I ball my hands into fists. “What does he want with me?”
“Don’t know, don’t really care.” He must not like the look in my eyes, since he straightens a bit and sighs, rubbing the back of his neck. “There’s this prophecy he’s spent his whole life trying to avoid, and your presence here threatens that. Threatens us.”
“The curse, you mean. Is that why he tried to get you to kill my brother?”
Beckett winces slightly. “Yes. And I was stupid enough to listen to him. Trust me, I’m paying for it dearly, even if your roommate doesn’t believe it.”
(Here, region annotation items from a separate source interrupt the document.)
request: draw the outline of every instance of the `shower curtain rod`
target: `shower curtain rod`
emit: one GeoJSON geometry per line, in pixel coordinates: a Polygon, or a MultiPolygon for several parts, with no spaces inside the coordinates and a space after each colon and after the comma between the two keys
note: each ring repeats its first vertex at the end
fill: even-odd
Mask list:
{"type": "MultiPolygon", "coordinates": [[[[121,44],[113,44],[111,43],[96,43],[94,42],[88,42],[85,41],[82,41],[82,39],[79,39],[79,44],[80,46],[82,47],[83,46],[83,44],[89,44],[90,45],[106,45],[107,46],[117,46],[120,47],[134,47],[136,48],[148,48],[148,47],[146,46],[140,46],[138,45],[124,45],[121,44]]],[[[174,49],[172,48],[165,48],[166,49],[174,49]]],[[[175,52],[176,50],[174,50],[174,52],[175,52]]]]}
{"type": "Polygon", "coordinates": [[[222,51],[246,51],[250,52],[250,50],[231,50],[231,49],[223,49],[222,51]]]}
“Yet you’re still doing errands for him.”
“I can’t outrun everything.” He lifts a shoulder, brushing off the sleeve of his black blazer. I notice the red symbol embroidered on the breast pocket—a theta at the center of apoppy—and wonder if he’s still involved with his former student organization.
As he starts down the hall, suspicion claws at my sternum. One of my feet shifts of its own accord after him, but I call out and wait to see if he’ll stop first.
He pauses at the door leading to the stairs.
“Do you think your dad knew who I was?” I ask, inching closer and lowering my voice so the group in my room won’t overhear. “In LA. At the Grandeur Playhouse. Is that possible?”
“Anything is.” Beckett meets my gaze, unflinching. “Anything, Elle.”
He leaves me alone in the hall with that cryptic message, and I wander back to my room, closing the five of us inside as a million different thoughts swirl around my brain, trying to make sense of the clear warning.